Aus Toronto berichtet Julide Tanriverdi:
Kanadier gelten als freundliche, zurückhaltende Menschen. Doch wenn man so nah an die Stars herankommt, wie momentan in Toronto während des Film Festivals, dann kann man schon die Nerven verlieren. Eine junge Dame schreit sich die Lungen nach einem unrasierten George Clooney aus dem Hals, der seinen neuesten Film "Michael Clayton" hier vorstellt. "Oh danke danke. Ich mag die Aufmerksamkeit", scherzte der Star. Die vollgestopfte Roy Thomson Hall tobte. Satte sieben Bodyguards beschützten Clooney hier – wohl damit die Damen nicht zu nah an ihn rankamen. Und George fütterte seine Fans mit seinem gewohnten Humor. "Danke Toronto, dass ihr mich einen Tag vor Brad Pitt habt!" Ein Hinweis darauf, dass die Premiere für Jesse James erst einen Tag später stattfindet. Im Design Center gab es die After-Party, wo sich George übrigens königlich amüsierte. Nach seiner Begleitung aus Venedig, Go-Go-Tänzerin Sarah Larson gefragt, antwortete er einer Journalisten nur lachend. "Nice question, have a nice day!" Übrigens: Clive Owen hatte sich in die "Michael Clayton"-Vorführung geschlichen und saß ziemlich weit hinten im Saal. Kaum jemand bemerkte ihn. Sein Kumpel George hatte ihn wohl eingeladen.

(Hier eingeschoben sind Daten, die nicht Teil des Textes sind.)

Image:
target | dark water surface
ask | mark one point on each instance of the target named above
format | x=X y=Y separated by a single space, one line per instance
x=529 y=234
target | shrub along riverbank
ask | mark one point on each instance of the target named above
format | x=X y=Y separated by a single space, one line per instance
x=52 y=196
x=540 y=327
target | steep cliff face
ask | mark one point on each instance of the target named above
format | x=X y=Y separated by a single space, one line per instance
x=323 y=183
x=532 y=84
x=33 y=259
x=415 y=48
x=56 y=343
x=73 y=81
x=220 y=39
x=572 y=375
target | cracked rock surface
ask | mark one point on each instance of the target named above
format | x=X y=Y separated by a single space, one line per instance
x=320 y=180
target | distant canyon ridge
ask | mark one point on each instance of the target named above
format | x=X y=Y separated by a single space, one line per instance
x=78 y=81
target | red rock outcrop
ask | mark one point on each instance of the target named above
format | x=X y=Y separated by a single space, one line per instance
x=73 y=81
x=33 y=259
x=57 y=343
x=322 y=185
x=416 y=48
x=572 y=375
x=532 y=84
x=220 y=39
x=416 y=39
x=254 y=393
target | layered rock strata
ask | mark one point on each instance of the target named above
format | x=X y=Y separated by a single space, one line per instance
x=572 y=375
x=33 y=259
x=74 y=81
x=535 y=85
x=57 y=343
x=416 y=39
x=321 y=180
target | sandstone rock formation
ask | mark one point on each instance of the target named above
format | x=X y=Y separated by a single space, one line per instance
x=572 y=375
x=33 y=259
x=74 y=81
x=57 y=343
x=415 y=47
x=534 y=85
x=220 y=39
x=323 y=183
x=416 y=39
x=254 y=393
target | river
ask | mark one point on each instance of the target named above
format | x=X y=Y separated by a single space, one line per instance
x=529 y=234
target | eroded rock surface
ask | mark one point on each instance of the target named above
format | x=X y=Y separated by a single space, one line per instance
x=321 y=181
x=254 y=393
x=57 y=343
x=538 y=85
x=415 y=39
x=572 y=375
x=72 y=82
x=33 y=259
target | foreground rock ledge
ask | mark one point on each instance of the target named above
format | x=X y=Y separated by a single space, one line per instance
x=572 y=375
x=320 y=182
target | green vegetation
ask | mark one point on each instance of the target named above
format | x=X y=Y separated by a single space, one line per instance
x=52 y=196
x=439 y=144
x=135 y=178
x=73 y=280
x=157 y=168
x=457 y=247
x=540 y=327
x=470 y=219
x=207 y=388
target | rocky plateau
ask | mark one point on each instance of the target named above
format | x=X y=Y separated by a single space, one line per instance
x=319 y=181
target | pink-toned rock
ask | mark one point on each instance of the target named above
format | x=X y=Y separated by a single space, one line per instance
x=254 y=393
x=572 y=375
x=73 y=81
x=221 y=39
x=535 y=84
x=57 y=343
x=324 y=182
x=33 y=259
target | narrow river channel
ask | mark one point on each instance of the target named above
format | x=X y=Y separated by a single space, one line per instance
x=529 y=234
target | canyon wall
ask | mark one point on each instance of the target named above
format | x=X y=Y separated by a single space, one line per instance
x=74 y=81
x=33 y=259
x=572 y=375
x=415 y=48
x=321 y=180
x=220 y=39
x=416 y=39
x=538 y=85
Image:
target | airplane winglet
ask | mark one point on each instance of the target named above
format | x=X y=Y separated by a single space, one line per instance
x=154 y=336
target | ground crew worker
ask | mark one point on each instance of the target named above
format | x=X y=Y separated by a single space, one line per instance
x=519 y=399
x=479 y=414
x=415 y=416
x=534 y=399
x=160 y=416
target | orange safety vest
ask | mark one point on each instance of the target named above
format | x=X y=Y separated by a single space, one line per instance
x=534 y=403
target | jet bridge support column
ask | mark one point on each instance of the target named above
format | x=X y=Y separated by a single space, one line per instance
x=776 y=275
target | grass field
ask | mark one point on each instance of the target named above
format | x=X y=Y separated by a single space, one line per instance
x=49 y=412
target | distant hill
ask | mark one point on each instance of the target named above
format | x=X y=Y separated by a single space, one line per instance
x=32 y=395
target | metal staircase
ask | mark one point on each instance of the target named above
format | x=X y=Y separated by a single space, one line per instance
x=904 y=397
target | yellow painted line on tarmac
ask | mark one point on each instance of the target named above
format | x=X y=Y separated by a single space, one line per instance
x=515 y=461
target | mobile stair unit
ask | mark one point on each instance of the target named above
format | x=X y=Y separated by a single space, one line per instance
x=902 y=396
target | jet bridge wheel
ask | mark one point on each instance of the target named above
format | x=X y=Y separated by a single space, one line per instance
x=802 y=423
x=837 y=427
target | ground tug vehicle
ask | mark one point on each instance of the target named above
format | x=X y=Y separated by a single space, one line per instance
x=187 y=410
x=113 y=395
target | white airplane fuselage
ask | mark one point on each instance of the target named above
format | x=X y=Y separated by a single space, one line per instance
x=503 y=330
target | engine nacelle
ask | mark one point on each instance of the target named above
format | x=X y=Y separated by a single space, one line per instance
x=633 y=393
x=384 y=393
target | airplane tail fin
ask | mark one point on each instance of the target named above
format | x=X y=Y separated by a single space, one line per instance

Andere Sorgen hatte Peter Saarsgard. Der Schauspieler, der mit seinem Schwager Jake Gyllenhaal den neuesten Film "Rendition" (übrigens auch mit Reese Witherspoon, die ja bekanntlich mit Jake turtelt) promotet, hätte es fast nicht zur Premiere geschafft. Er hatte seinen Pass vergessen und die Grenzkontrolle fand das gar nicht lustig. "Früher, in der Zeit, wo Terroranschläge unseren Alltag noch nicht verändert hatten, konnte man mit seinem Ausweis nach Kanada reisen. Ich habe einfach nicht daran gedacht", entschuldigte sich der Star verlegen. Nun ja, immerhin ließen sie ihn noch durch und er konnte mit seinen Kollegen den Erfolg des politischen Films feiern, der gut beim Publikum ankam.
Filmemacher Michael Moore war auch in Toronto. Sein Film "Captain Mike Across America" nimmt diesmal das amerikanische Wahlsystem auf die Schippe. Geschnitten wie ein Konzertfilm zeigt er, wie wichtig wählen gehen ist. Anhand der Geschehnisse von 2004, wo George W. Bush wiedergewählt wurde. Moore ging allerdings nicht nur in seinen eigenen Film, sondern checkte auch die Konkurrenz aus. So zum Beispiel in "No Country for Old Men", dem nächsten Streich der Brüder Coen. "Ich liebe ihre Filme", so Moore. In No Country spielt Javier Bardem einen psychopathischen Killer, der keinerlei Skrupel hat und Menschen mit einer Luftpistole abknallt, mit der sonst Vieh geschlachtet wird. Im Kino kam es regelmäßig zu Uuiii oder Ahhh-Schreien vor Entsetzen – so sehr war das Publikum verschreckt. Schon jetzt heißt es, Bardem könnte damit seine nächste Oscarnominierung einheimsen (2001 für Before Night Falls). "Ich mag eigentlich keine Gewalt", so Javier. Man mag es ihm kaum glauben – so überzeugend mordet er sich durch den Film mit Tommy Lee Jones auf seinen Fersen.